Но чем дальше в лес, тем больше дров. Не довольствуясь постановкою обвинения в «дерзком отрицании», г. Гончаров усиливается определить подробнее <признаки?> этого опасного явления. Из этих усилий выходит следующее: если одного общего места мало, то примемся за тавтологию этого общего места; быть может, повторение сделает нашу речь более убедительною.
Однако ж общее место всегда остается общим местом, как бы ни были ядовиты его намерения. Дальнейшее развитие мысли г. Гончарова заключается в том, что Волохов «разложил материю на составные части и думал, что разложил вместе с тем и все, что̀ выражает материя», что он «физическими и химическими опытами разрушил бессмертие», что он указывал на какой-то «случайный порядок бытия, где люди толпятся как мошки и исчезают в бестолковом процессе жизни»…
Читаешь и не веришь глазам. Химические опыты и «бессмертие души», разложение материи и «разложение того, что она выражает», толпящиеся мошки и «бестолковый процесс жизни»! Как все это укладывается рядом? как сводятся на очную ставку предметы столь разнородные, не имеющие между собой никаких точек соприкосновения?
Увы, читатель! все это слова, слова и слова! Слова, случайно взятые из лексикона и поставленные рядом по недоразумению. С незапамятных времен производятся физические и химические опыты, с незапамятных времен все усилия испытателей природы направлены к тому, чтобы разложить материю, – и вот оказывается, что все эти усилия имеют секретною целью подкопаться под бессмертие души и уничтожить самую душу! Что̀ делать, скажите, как отвратить эту беду? Запретить ли химические и физические опыты, закрыть ли кафедры естественных наук, общества, съезды естествоиспытателей, или только заставить физиков и химиков, для успокоения подозрительности наших беллетристов, оговариваться, при производстве опытов, что это воистину химические и физические опыты, а не памфлеты, пущенные против бессмертия души? Но ведь тогда невозможны будут никакие лекции; если каждое слово надо будет приправлять оговорками, то, очевидно, даже самая речь человеческая до того загромоздится вставками, что сделается совершенно непонятною, и по всему лицу земли прекратятся словеса.

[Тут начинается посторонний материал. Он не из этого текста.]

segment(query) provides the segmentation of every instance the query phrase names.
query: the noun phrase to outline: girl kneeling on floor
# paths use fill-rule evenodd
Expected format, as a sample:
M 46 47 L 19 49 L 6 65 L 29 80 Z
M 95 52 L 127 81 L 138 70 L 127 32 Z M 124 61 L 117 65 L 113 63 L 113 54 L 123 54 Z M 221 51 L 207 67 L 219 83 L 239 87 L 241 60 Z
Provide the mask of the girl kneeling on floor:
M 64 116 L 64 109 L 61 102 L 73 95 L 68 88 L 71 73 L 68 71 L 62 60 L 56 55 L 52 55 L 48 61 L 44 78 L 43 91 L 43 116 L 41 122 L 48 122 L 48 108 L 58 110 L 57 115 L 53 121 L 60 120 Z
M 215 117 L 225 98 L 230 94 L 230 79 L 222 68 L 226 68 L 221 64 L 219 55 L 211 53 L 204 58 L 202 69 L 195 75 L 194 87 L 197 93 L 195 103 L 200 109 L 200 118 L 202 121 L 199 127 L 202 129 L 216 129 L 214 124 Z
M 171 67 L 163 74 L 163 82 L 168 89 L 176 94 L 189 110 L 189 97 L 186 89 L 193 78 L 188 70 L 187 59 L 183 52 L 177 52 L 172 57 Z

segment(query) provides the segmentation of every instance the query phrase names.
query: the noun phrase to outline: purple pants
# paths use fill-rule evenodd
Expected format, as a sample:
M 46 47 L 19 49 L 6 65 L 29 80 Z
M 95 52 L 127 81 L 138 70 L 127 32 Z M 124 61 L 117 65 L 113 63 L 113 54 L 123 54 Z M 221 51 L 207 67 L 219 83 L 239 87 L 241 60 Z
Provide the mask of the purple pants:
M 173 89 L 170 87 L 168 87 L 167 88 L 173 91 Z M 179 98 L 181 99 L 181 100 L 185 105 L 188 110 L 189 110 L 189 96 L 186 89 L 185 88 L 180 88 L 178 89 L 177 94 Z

Но этого не будет, потому что и физик и химик, производя свои опыты, всего меньше думают о бессмертии души, а думают о тех непосредственных результатах, которые должны выйти из этих опытов. Как не сообразил г. Гончаров, что вопрос о бессмертии души есть вопрос, принадлежащий к области теологии, остающейся неприкосновенною и совершенно независимою от исследований, делаемых в области естественных наук. Бессмертие души есть догмат, который проповедуется в церквах, а не в химических лабораториях, и это не может быть иначе, потому что в последних он был бы совсем неуместен. Г-на Гончарова, очевидно, ввело в соблазн то, что новейшие физиологи у низших организмов признают душу и что наши ученые переводят трактаты об этом на русский язык * ; но он упустил из виду, что душа, признаваемая у этих животных, есть душа скотская, ни на какое бессмертие не претендующая. Может быть, его соблазнило еще то обстоятельство, что новейшая философия все больше и больше отдает предпочтение антропологическому принципу перед метафизическим и что книжки об этом также переводятся на русский язык * ; но антропология говорит только о том, каким путем достаются человеку ощущения, но до бессмертия души опять-таки не касается. Повторяем, бессмертие души составляет область особую и непререкаемую. Мы знаем множество отличнейших химиков и физиологов, которые весьма неленостно производят опыты над разложением и свойствами материи, но это нисколько не мешает им быть ревностными христианами. Вы скажете, может быть, что это химики благонамеренные, а есть химики неблагонамеренные. Прекрасно. Но так как химические опыты всегда одинаковы, всегда равны себе, то очевидно, что благонамеренность или неблагонамеренность лиц, занимающихся ими, не имеет никакой необходимой связи с предметом их занятия и зависит совсем не от опытов.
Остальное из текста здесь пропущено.